2. Nolan's use of Ken Burns' Dust Bowl footage is an interesting use of misdirection to get us thinking that the folks being interviewed there are looking back and discussing the timeframe of the movie, not the 1920s and 1930s. You know, the Dust Bowl - the worst man-made ecological disaster in American history that really happened.

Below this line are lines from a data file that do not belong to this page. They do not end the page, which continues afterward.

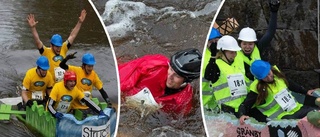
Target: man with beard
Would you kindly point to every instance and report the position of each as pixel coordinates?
(58, 49)
(37, 83)
(65, 93)
(228, 79)
(87, 78)
(156, 81)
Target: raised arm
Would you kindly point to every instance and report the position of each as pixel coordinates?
(32, 23)
(63, 64)
(76, 29)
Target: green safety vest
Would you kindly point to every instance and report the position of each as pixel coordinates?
(271, 108)
(255, 55)
(219, 92)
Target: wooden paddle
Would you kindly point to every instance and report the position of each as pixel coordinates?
(5, 112)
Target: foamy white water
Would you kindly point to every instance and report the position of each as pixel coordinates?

3. McConaughey's Cooper hasn't been a test pilot for at least a dozen years, yet he finds NORAD and within three days or so, he's in a spaceship.
4. Thank heavens Cooper didn't prefer a digital watch.
Scientists are weighing in on the hard science of Interstellar - click here for that view and Vulture has compiled a list of "things in Interstellar that don't make sense" that's a fun read (click here!) if you want to get that point of view.
There's good in this film, too - particularly Mackenzie Foy, who plays the young Murph, Cooper's daughter who is left behind as he goes off to save the world.
I know that many, many people are loving this movie and finding profound questions in it regarding time, space, and love. I'm just not one of them. I've often said that science fiction is the genre that is perhaps best suited to asking those big questions - but no, Interstellar is not a film that does that, preferring to skim the surface, muddy the waters, and direct the audience in how to feel when. Plus, I think it owes an apology to the estate of Dylan Thomas for the heavy overuse of "Do Not Go Gentle." Last bit of snark - could someone PLEASE tell Hans Zimmer that the soundtrack doesn't always have to go to eleven? It makes the dialogue hard to hear, although now that I think about it . . . nevermind.
*I allow that Memento and The Prestige are exceptions to this - both are strong Nolan films that I enjoyed, even as I had to work to unravel the plots.